I’m still agape, clambering back onto Tiramisu as the last of the horses leave.
Well. Her insane riding abilities definitely explain the mind-blowing sex.
But it’s beyond that. She’s a free spirit, out there with the horses behind her, untamed smile all across her face.
It might be the fact that I haven’t felt that way in a long time that does it, but riding alongside her, a whole new wave of emotions stirred in my chest, both so simple and so complex.
This is definitely not the way it’s supposed to go.
I’m supposed to have my head about myself.
Supposed to be unshakable, even when I’m tempted by that free spirit thundering off into the distance.
It takes me a good minute before a creaking behind me captures my attention. The fucking open fence gate.
Tiramisu whinnies something that I know is supposed to be derision.
‘Shit,’ I grumble.
‘We’re taking her boating next.’
Bianca already has a wine glass in hand, deeming four p.m. ‘me time’. She waves it with dangerous enthusiasm as she speaks, her wavy black hair bouncing.
‘You’re not taking her anywhere after this ambush,’ I point my beer in her direction before taking a gulp. ‘That was … whose idea was that, anyway?’
Genny willingly raises her glass. ‘Mine. Fully mine. Bia loved it, though.’
I stare my sisters down so hard I should be melting metal at this point.
‘You need a wing-woman!’ Bia insists. She sets her glass on the counter before grabbing me by the shoulders and giving me a good shake. ‘And who better than us? The tension between you two? Oh, my God, it’s unreal.’
‘Right? I’m telling you,’ Genny chimes in, suddenly no longer ‘whatever helps you sleep at night’ about this. ‘You’re—’
‘It’s a summer fling,’ my voice bites harder than I intend it to. ‘I don’t need wing-women, guys.’
My loud, headstrong sisters go silent. The only sound is of Bia taking another sip from her wine glass, a gentle clink when she sets it down once more.
Genny swallows. She moves to say something, but then nothing. Looks to Bianca.
It’s always been that way, pretty much. We tend to look to Bianca.
Bia is the one who stayed back: Boston, with the rest of the family, heading up the restaurant in the North End – Little Italy – after Ma and Dad retired.
The responsible one. Married, with two kids, all her ducks in a row.
Genny, too. Maybe that’s why our parents didn’t see it coming when everything happened between Charlotte and me.
‘How long are you gonna take it easy, huh?’ Bia’s voice is gentle, but still layered with that firmness we all associate with her.
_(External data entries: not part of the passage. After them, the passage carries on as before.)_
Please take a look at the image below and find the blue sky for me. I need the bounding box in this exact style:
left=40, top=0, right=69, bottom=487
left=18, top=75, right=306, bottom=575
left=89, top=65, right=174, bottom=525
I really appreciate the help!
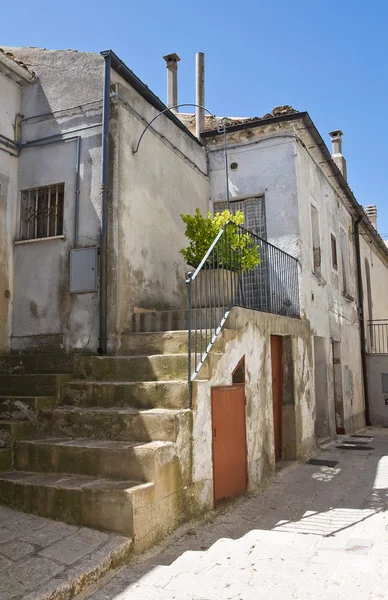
left=0, top=0, right=388, bottom=237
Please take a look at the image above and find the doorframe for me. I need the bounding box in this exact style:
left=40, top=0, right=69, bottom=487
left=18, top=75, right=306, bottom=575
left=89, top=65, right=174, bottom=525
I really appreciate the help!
left=210, top=382, right=249, bottom=507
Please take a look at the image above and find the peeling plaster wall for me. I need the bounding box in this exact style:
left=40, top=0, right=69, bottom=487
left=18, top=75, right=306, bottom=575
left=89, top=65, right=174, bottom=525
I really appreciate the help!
left=207, top=121, right=364, bottom=435
left=192, top=307, right=316, bottom=507
left=208, top=127, right=300, bottom=258
left=366, top=354, right=388, bottom=427
left=0, top=73, right=22, bottom=353
left=359, top=227, right=388, bottom=352
left=3, top=48, right=104, bottom=351
left=295, top=139, right=364, bottom=435
left=112, top=73, right=210, bottom=335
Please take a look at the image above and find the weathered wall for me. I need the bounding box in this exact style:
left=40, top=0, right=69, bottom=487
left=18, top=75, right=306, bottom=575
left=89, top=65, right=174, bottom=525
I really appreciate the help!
left=295, top=138, right=364, bottom=434
left=208, top=126, right=300, bottom=258
left=3, top=48, right=103, bottom=351
left=207, top=121, right=364, bottom=435
left=112, top=73, right=209, bottom=344
left=359, top=227, right=388, bottom=352
left=0, top=73, right=22, bottom=353
left=192, top=307, right=316, bottom=507
left=366, top=354, right=388, bottom=427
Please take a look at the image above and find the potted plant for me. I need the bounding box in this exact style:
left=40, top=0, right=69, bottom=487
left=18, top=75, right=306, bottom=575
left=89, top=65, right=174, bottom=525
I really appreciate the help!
left=180, top=208, right=260, bottom=307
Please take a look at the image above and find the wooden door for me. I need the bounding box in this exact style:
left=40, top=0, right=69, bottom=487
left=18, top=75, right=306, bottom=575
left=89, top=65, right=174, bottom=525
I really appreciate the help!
left=212, top=385, right=247, bottom=503
left=271, top=335, right=283, bottom=462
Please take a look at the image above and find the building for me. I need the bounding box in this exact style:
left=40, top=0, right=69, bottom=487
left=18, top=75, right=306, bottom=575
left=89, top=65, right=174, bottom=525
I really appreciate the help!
left=0, top=48, right=388, bottom=564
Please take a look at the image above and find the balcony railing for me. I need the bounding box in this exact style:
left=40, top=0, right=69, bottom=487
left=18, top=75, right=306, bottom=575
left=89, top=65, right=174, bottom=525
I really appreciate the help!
left=368, top=319, right=388, bottom=354
left=186, top=221, right=300, bottom=398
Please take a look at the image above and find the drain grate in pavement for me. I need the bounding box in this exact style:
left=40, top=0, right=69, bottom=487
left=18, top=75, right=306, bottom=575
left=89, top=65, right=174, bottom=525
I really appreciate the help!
left=336, top=443, right=374, bottom=450
left=306, top=458, right=338, bottom=467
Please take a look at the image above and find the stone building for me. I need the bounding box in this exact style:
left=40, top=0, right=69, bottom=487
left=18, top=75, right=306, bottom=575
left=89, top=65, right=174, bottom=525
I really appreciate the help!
left=0, top=48, right=387, bottom=568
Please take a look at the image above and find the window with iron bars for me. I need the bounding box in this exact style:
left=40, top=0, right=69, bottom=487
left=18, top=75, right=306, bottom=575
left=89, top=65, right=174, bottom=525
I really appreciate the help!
left=19, top=183, right=65, bottom=240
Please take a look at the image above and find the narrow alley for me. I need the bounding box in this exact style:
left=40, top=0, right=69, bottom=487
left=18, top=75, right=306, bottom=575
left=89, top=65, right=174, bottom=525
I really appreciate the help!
left=77, top=429, right=388, bottom=600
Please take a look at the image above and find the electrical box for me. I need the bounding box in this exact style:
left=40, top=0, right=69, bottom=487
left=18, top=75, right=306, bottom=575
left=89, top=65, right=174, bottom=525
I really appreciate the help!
left=70, top=246, right=98, bottom=294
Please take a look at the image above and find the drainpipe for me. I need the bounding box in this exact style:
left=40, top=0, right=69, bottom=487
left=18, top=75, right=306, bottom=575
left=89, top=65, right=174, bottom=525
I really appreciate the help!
left=354, top=215, right=370, bottom=425
left=97, top=51, right=111, bottom=354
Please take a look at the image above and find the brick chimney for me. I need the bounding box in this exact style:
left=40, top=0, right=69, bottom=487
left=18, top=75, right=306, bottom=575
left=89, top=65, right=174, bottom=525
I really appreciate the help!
left=163, top=53, right=180, bottom=112
left=365, top=204, right=377, bottom=231
left=329, top=129, right=348, bottom=180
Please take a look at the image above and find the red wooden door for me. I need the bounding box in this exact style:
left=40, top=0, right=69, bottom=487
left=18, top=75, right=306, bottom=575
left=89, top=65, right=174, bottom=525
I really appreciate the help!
left=271, top=335, right=283, bottom=461
left=212, top=385, right=247, bottom=503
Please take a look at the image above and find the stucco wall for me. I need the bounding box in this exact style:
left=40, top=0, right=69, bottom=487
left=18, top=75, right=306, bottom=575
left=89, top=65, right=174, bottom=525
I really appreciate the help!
left=208, top=130, right=300, bottom=258
left=4, top=48, right=103, bottom=351
left=112, top=73, right=210, bottom=340
left=0, top=74, right=21, bottom=352
left=366, top=355, right=388, bottom=427
left=192, top=307, right=316, bottom=506
left=295, top=140, right=364, bottom=433
left=359, top=228, right=388, bottom=352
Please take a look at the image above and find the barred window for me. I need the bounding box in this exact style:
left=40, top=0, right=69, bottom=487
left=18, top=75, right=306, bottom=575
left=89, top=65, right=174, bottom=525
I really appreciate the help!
left=19, top=183, right=65, bottom=240
left=214, top=196, right=267, bottom=240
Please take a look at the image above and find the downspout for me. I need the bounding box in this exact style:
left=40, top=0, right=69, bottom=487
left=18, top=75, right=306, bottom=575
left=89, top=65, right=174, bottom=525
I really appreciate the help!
left=97, top=51, right=111, bottom=354
left=354, top=215, right=370, bottom=425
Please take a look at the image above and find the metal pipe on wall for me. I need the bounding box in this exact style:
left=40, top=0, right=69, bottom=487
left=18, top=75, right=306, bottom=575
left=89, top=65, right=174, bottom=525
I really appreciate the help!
left=98, top=51, right=111, bottom=354
left=195, top=52, right=205, bottom=139
left=354, top=213, right=370, bottom=425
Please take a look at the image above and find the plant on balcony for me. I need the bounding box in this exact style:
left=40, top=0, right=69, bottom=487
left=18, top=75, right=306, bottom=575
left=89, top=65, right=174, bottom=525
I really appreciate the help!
left=180, top=208, right=261, bottom=272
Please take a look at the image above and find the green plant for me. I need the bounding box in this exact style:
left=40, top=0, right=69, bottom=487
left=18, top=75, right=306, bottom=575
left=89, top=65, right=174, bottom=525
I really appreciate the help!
left=180, top=208, right=261, bottom=272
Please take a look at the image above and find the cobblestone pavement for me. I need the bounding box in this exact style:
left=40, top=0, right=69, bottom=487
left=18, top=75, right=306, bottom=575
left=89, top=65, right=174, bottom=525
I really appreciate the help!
left=80, top=429, right=388, bottom=600
left=0, top=506, right=132, bottom=600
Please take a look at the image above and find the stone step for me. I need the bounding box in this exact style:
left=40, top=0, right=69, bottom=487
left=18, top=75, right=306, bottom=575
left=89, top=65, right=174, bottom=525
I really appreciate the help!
left=76, top=354, right=193, bottom=381
left=14, top=438, right=178, bottom=481
left=59, top=380, right=188, bottom=409
left=0, top=396, right=56, bottom=421
left=0, top=448, right=12, bottom=473
left=39, top=407, right=191, bottom=442
left=120, top=331, right=209, bottom=356
left=0, top=373, right=71, bottom=397
left=0, top=471, right=153, bottom=537
left=132, top=307, right=228, bottom=333
left=0, top=354, right=76, bottom=375
left=0, top=420, right=36, bottom=448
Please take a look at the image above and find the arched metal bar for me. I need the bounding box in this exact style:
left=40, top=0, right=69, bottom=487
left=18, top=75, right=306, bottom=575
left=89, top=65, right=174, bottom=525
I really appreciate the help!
left=133, top=103, right=219, bottom=154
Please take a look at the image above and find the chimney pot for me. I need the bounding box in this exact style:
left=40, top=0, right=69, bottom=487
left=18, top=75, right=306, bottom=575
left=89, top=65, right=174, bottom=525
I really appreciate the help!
left=329, top=129, right=348, bottom=180
left=163, top=52, right=180, bottom=112
left=365, top=204, right=377, bottom=231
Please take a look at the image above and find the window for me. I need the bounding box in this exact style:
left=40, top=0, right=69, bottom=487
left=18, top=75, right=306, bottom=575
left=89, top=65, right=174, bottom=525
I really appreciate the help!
left=331, top=234, right=338, bottom=271
left=310, top=204, right=321, bottom=277
left=214, top=196, right=267, bottom=240
left=341, top=229, right=350, bottom=296
left=19, top=183, right=65, bottom=240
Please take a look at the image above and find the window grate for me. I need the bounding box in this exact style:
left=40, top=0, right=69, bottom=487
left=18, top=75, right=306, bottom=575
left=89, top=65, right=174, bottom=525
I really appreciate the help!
left=19, top=183, right=65, bottom=240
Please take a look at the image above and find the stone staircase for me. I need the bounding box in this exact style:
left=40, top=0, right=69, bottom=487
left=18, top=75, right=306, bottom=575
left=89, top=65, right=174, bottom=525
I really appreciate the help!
left=0, top=324, right=206, bottom=551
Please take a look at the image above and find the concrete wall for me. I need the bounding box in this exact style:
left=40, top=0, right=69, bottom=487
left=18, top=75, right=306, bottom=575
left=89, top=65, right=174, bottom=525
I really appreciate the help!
left=111, top=73, right=210, bottom=344
left=4, top=48, right=103, bottom=351
left=207, top=121, right=364, bottom=436
left=295, top=134, right=364, bottom=435
left=192, top=307, right=316, bottom=507
left=366, top=354, right=388, bottom=427
left=208, top=128, right=300, bottom=258
left=0, top=73, right=22, bottom=353
left=359, top=227, right=388, bottom=352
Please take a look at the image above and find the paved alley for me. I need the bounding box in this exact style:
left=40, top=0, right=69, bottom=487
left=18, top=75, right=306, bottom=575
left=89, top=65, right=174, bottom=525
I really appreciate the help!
left=79, top=429, right=388, bottom=600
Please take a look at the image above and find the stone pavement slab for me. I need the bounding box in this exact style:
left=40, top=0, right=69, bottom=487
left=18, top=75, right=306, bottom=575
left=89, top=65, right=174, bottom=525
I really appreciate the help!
left=0, top=506, right=132, bottom=600
left=79, top=429, right=388, bottom=600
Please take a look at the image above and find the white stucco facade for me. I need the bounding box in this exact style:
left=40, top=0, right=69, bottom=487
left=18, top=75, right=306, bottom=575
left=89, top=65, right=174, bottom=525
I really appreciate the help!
left=0, top=48, right=210, bottom=352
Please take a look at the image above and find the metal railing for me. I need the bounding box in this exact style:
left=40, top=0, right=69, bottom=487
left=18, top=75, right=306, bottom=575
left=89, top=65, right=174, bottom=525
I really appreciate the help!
left=186, top=225, right=300, bottom=402
left=368, top=319, right=388, bottom=354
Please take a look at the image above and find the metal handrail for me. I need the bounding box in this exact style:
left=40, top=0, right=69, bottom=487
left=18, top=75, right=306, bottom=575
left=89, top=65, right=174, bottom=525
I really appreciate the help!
left=186, top=222, right=300, bottom=407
I used to joke it was probably just a combination of her Boston accent and all the time she spends in Little Italy.
Whatever it is, it’s comforting, and yet straight to the heart.
‘Deny yourself happiness? Keep putzing around instead of accepting a good thing?’
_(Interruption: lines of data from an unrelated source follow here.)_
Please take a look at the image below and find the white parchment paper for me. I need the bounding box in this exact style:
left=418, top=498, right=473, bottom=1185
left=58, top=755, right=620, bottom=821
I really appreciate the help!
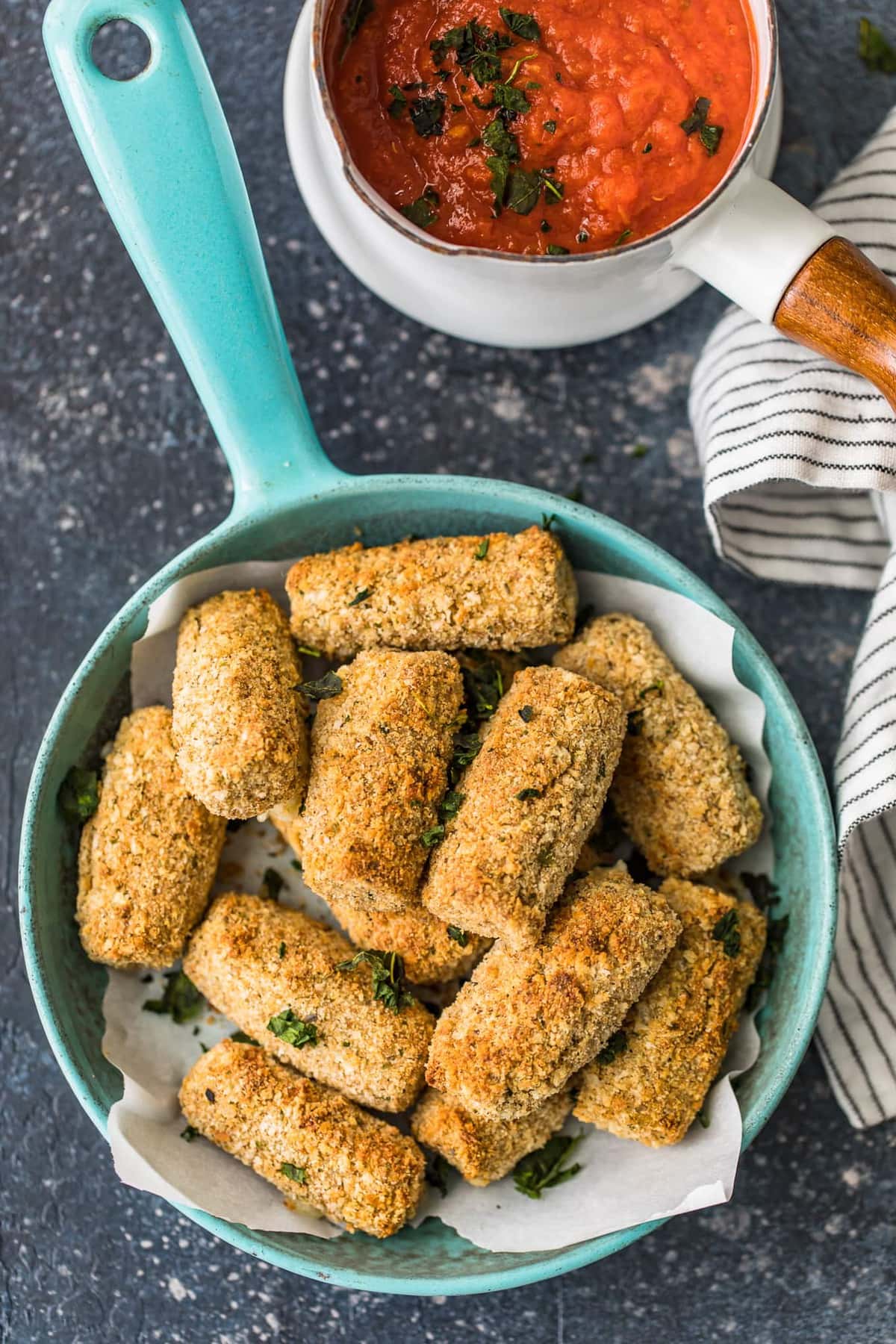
left=104, top=561, right=774, bottom=1251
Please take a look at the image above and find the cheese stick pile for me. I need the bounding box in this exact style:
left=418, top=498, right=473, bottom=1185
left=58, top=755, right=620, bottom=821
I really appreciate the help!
left=68, top=527, right=765, bottom=1236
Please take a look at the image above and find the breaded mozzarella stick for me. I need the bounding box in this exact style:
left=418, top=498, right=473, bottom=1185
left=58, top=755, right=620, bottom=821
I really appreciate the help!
left=286, top=527, right=576, bottom=659
left=173, top=588, right=308, bottom=817
left=553, top=615, right=762, bottom=877
left=422, top=667, right=626, bottom=948
left=270, top=803, right=489, bottom=985
left=180, top=1040, right=426, bottom=1236
left=322, top=899, right=489, bottom=985
left=426, top=868, right=679, bottom=1119
left=184, top=894, right=432, bottom=1112
left=301, top=649, right=464, bottom=911
left=411, top=1087, right=572, bottom=1186
left=575, top=877, right=765, bottom=1148
left=77, top=704, right=224, bottom=968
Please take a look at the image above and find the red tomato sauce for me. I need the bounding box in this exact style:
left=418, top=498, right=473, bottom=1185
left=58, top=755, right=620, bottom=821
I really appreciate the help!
left=325, top=0, right=756, bottom=254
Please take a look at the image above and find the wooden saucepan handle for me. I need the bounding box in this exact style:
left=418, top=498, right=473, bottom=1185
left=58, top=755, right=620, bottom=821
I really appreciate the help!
left=774, top=238, right=896, bottom=410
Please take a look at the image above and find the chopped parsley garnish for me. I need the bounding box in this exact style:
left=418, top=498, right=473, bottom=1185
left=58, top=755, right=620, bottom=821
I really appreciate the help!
left=336, top=951, right=414, bottom=1013
left=279, top=1163, right=308, bottom=1186
left=411, top=89, right=446, bottom=137
left=258, top=868, right=284, bottom=900
left=449, top=732, right=482, bottom=783
left=513, top=1132, right=585, bottom=1199
left=267, top=1008, right=318, bottom=1050
left=712, top=910, right=740, bottom=957
left=385, top=84, right=407, bottom=121
left=430, top=19, right=513, bottom=87
left=402, top=187, right=439, bottom=228
left=338, top=0, right=373, bottom=64
left=595, top=1031, right=629, bottom=1065
left=144, top=971, right=205, bottom=1027
left=59, top=765, right=99, bottom=821
left=498, top=5, right=541, bottom=42
left=461, top=649, right=504, bottom=723
left=293, top=672, right=353, bottom=700
left=740, top=872, right=790, bottom=1012
left=439, top=789, right=466, bottom=821
left=859, top=19, right=896, bottom=75
left=681, top=98, right=724, bottom=156
left=230, top=1031, right=259, bottom=1045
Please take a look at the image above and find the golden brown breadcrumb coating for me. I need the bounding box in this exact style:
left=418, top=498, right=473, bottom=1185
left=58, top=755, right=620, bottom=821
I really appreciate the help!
left=426, top=868, right=679, bottom=1119
left=173, top=588, right=308, bottom=817
left=301, top=649, right=464, bottom=911
left=77, top=704, right=224, bottom=968
left=322, top=899, right=491, bottom=985
left=553, top=615, right=762, bottom=877
left=575, top=877, right=765, bottom=1148
left=420, top=667, right=626, bottom=948
left=286, top=527, right=576, bottom=659
left=180, top=1040, right=426, bottom=1236
left=411, top=1087, right=572, bottom=1186
left=184, top=894, right=432, bottom=1112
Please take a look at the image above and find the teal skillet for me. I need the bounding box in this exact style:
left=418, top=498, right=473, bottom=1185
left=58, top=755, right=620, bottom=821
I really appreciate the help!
left=20, top=0, right=837, bottom=1294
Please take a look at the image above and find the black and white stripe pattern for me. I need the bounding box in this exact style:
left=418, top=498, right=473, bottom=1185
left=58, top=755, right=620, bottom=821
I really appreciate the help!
left=691, top=109, right=896, bottom=1126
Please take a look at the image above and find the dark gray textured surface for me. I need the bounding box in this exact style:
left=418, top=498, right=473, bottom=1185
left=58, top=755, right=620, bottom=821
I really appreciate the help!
left=0, top=0, right=896, bottom=1344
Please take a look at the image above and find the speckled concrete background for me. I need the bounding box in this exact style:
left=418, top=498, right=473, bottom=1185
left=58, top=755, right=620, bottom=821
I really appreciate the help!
left=0, top=0, right=896, bottom=1344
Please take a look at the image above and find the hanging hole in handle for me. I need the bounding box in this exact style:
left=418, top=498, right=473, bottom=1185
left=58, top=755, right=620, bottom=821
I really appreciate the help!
left=90, top=19, right=152, bottom=81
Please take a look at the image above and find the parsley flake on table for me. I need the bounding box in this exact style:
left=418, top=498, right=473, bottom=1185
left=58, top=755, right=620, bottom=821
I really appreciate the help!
left=513, top=1132, right=585, bottom=1199
left=279, top=1163, right=308, bottom=1186
left=336, top=949, right=414, bottom=1013
left=267, top=1008, right=320, bottom=1050
left=859, top=19, right=896, bottom=75
left=59, top=765, right=99, bottom=821
left=712, top=910, right=740, bottom=957
left=144, top=971, right=205, bottom=1027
‘Long as I need,’ I reply bluntly.
My sister just crosses her arms.
I sigh. ‘Bi, I talked to Genny. I just don’t know. My job is Tali now, man. The past week – literally just today, like – I do anything where I, I don’t know, drop her off at karate camp, or I leave her with the sitter, or anything, and it falls on my shoulders.’
‘It doesn’t have to just be your shoulders, Roddy.’ Genny’s eyebrows crease worriedly as she musters a knowing smile. ‘It never has been. Not when you have us.’
‘Not when you have us,’ echoes Bia with a reassuring hand to my shoulder.
She ruffles my hair with the other, despite my grumble of protest. ‘And if you want us to lay off, we’ll lay off.
It’s not our responsibility to tell you what to do with your life, it just …
hurts to see you keep doing this. That’s all. ’
My sisters envelop me in a hug of short frames, Marc Jacobs perfume, and the vague smell of horses. They don’t wait for a reply this time.
Bia’s words hang in the air. It just … hurts to see you keep doing this.